Not surprisingly it takes a very large number of triples to describe even a moderately large datastore (AAMA on a recent count had 987,911). But they are very rapidly produced and indexed (a few seconds per language using the AAMA pdgmDict-json2ttl.py program), efficiently stored, and permit extremely quick adccess to information for display, comparison, manipulation, and reasoning. As mentiond, among the RDF tools in the on-line material, there is a Python script for transforming the (JSON) data files into appropriate RDF datastore (ttl) format, and a set of scripts to upload data files to a local Fuseki RDF server.

Transformation of morphological properties and values to formal URIs, and organization into sets of triples is necessary in order to build a SPARQL-queriable datastore, and also valuable for distinguishing terminologies and building nomenclatures and ontologies.

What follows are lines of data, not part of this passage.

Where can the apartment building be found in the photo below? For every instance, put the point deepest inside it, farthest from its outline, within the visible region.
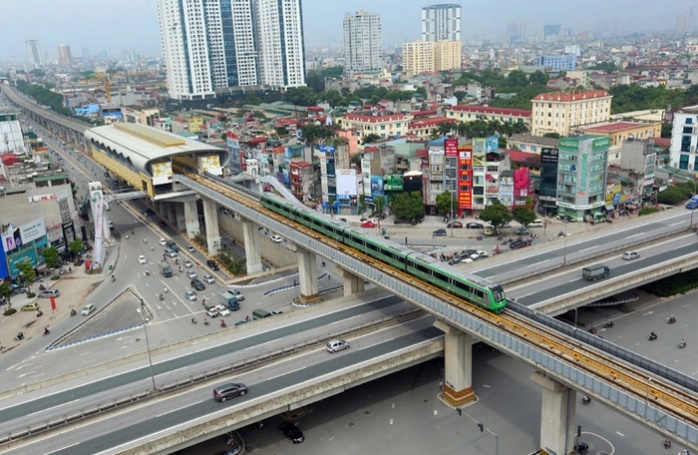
(212, 46)
(362, 42)
(442, 21)
(564, 112)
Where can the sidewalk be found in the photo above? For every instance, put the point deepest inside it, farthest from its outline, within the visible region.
(75, 287)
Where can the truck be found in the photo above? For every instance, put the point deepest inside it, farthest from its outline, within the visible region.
(229, 301)
(595, 272)
(165, 269)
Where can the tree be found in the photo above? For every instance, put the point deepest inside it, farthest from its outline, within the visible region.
(539, 78)
(76, 247)
(28, 273)
(408, 207)
(496, 214)
(444, 202)
(379, 204)
(50, 255)
(524, 215)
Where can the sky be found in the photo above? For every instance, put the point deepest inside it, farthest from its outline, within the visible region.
(132, 24)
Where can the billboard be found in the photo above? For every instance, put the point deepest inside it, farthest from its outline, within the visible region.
(346, 183)
(210, 163)
(15, 238)
(377, 186)
(162, 172)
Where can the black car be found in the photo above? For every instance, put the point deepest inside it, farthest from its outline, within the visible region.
(197, 284)
(520, 243)
(292, 432)
(227, 391)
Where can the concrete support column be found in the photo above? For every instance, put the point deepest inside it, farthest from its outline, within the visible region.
(352, 283)
(557, 415)
(213, 234)
(307, 276)
(253, 256)
(458, 356)
(191, 218)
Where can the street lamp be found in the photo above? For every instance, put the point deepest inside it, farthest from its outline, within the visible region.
(146, 319)
(564, 242)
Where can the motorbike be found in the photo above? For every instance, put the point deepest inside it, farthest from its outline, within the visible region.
(582, 448)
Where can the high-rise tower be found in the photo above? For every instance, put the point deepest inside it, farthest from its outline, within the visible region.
(36, 60)
(213, 45)
(441, 22)
(362, 42)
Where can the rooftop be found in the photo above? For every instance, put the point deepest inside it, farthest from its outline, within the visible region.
(491, 110)
(572, 95)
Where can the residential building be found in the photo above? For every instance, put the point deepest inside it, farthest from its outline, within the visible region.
(417, 57)
(557, 62)
(684, 140)
(362, 42)
(383, 124)
(621, 131)
(581, 177)
(564, 112)
(36, 59)
(65, 58)
(442, 21)
(531, 144)
(464, 113)
(215, 46)
(447, 55)
(422, 128)
(281, 48)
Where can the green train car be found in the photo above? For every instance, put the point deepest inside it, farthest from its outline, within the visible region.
(472, 288)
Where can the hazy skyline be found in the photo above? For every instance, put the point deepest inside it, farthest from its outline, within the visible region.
(133, 24)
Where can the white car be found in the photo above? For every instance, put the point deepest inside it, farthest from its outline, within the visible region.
(87, 309)
(223, 310)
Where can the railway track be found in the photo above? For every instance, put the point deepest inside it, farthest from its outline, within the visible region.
(644, 386)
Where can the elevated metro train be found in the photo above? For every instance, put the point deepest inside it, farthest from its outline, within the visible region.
(467, 286)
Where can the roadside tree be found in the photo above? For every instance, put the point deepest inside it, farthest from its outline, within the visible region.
(524, 215)
(496, 214)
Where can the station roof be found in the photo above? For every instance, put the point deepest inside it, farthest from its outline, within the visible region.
(142, 144)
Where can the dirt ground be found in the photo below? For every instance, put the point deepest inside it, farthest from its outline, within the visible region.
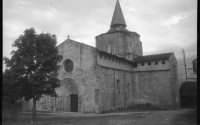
(174, 117)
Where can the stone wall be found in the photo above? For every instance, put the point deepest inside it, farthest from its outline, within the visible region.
(84, 60)
(126, 44)
(154, 88)
(174, 82)
(115, 90)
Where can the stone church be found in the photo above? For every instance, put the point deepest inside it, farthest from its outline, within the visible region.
(113, 75)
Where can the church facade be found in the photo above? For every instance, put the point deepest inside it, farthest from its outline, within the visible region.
(113, 75)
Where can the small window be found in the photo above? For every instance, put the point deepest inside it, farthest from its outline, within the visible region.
(135, 65)
(118, 86)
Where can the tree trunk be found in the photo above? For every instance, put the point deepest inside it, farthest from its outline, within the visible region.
(34, 109)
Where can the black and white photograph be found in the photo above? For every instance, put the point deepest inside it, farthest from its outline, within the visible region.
(99, 62)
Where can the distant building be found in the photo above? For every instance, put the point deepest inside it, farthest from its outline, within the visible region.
(113, 75)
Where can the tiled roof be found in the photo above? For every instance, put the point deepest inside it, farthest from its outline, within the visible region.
(153, 57)
(118, 17)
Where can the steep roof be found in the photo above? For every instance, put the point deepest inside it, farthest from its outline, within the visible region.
(153, 57)
(118, 17)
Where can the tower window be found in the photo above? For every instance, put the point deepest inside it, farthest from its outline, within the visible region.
(118, 86)
(135, 65)
(111, 48)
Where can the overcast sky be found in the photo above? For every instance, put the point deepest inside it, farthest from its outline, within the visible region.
(163, 25)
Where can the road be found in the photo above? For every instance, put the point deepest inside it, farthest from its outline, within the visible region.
(173, 117)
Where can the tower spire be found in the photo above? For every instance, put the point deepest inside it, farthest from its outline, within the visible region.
(118, 17)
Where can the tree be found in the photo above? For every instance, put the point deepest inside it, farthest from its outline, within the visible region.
(34, 65)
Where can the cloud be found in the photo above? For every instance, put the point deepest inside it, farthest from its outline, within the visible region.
(174, 19)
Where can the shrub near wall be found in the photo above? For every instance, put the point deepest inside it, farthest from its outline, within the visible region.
(188, 94)
(11, 111)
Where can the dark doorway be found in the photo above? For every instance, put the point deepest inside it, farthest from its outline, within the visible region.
(74, 102)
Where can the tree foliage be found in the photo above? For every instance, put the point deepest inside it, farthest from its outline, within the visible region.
(33, 67)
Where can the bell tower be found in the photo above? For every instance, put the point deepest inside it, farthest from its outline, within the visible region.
(118, 40)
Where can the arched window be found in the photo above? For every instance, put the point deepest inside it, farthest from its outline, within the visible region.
(118, 85)
(137, 49)
(111, 48)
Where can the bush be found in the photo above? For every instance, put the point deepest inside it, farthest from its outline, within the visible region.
(11, 111)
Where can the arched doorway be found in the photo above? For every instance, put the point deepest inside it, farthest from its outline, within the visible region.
(67, 99)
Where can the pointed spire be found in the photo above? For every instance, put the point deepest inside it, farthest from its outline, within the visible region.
(118, 18)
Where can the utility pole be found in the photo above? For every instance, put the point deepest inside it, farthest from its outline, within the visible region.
(184, 63)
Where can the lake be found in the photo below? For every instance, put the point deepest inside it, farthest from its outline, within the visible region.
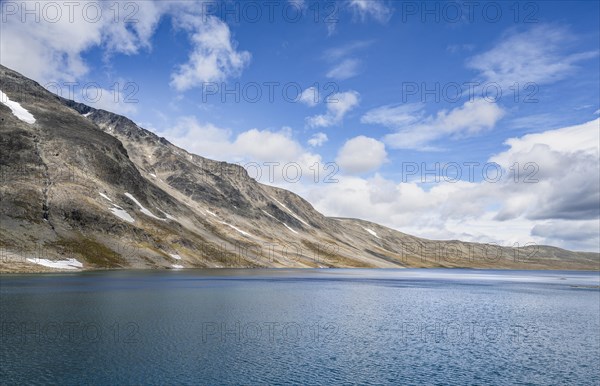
(329, 326)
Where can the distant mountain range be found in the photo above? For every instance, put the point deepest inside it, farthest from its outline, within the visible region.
(83, 188)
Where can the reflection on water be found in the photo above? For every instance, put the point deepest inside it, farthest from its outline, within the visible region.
(411, 326)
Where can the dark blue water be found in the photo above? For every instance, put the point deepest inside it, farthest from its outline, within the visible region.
(301, 327)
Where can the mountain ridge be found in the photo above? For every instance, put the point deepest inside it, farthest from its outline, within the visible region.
(89, 186)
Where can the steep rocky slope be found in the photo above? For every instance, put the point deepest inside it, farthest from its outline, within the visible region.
(88, 189)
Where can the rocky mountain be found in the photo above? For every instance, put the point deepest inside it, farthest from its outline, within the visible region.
(83, 188)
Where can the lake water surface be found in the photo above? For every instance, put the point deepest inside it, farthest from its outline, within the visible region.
(411, 326)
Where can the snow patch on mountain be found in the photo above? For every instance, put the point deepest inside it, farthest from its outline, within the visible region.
(142, 208)
(17, 109)
(58, 264)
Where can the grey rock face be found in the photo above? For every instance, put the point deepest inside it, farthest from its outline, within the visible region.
(93, 186)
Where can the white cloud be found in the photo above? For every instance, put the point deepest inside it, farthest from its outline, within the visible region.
(375, 9)
(344, 70)
(418, 133)
(538, 55)
(301, 4)
(214, 56)
(361, 154)
(338, 105)
(310, 96)
(561, 209)
(565, 161)
(51, 48)
(394, 116)
(318, 139)
(337, 53)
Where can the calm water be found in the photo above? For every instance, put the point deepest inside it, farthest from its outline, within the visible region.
(301, 327)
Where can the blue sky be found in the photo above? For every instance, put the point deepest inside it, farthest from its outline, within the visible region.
(375, 59)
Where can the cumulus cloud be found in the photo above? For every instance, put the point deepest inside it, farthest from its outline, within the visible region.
(376, 9)
(318, 139)
(415, 132)
(539, 55)
(214, 56)
(565, 164)
(50, 48)
(361, 154)
(560, 209)
(394, 116)
(346, 69)
(338, 105)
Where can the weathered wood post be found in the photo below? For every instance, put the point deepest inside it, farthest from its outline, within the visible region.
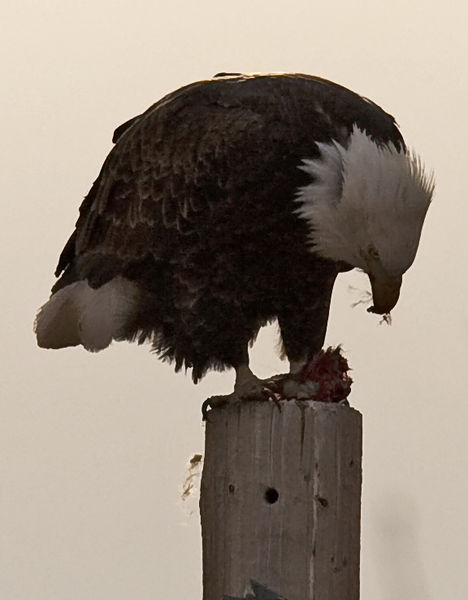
(280, 501)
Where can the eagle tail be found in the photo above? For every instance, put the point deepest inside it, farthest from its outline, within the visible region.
(79, 314)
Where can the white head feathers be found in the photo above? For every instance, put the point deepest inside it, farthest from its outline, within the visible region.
(365, 198)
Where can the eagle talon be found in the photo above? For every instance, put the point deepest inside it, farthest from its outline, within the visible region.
(213, 402)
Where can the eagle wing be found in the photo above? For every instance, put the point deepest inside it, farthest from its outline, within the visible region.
(200, 150)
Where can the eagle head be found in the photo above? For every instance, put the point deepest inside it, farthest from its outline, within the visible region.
(366, 206)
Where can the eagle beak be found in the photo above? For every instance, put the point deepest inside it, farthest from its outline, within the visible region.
(385, 292)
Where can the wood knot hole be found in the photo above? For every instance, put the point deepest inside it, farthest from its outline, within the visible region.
(271, 496)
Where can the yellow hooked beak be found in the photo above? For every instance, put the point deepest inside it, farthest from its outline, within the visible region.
(385, 291)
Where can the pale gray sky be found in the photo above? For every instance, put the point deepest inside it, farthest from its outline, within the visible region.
(94, 447)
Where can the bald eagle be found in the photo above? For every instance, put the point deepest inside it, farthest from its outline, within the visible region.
(228, 204)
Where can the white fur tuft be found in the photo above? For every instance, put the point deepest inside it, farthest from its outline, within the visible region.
(365, 195)
(79, 314)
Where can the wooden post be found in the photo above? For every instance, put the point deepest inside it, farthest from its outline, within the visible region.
(280, 501)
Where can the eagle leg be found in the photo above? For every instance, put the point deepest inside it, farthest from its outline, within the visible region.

But in practice, although RDF is an extremely interesting topic in itself, running the relevant scripts for transforming, adding to, or correcting archive-data from the json files (usually done via an application menu choice), requires no special knowledge about RDF datastores. Some knowledge of the structure of an RDF datastore and the SQL-like SPARQL query language however IS required if you want, for example, to submit a new genre of query to the datastore in order to extract new information.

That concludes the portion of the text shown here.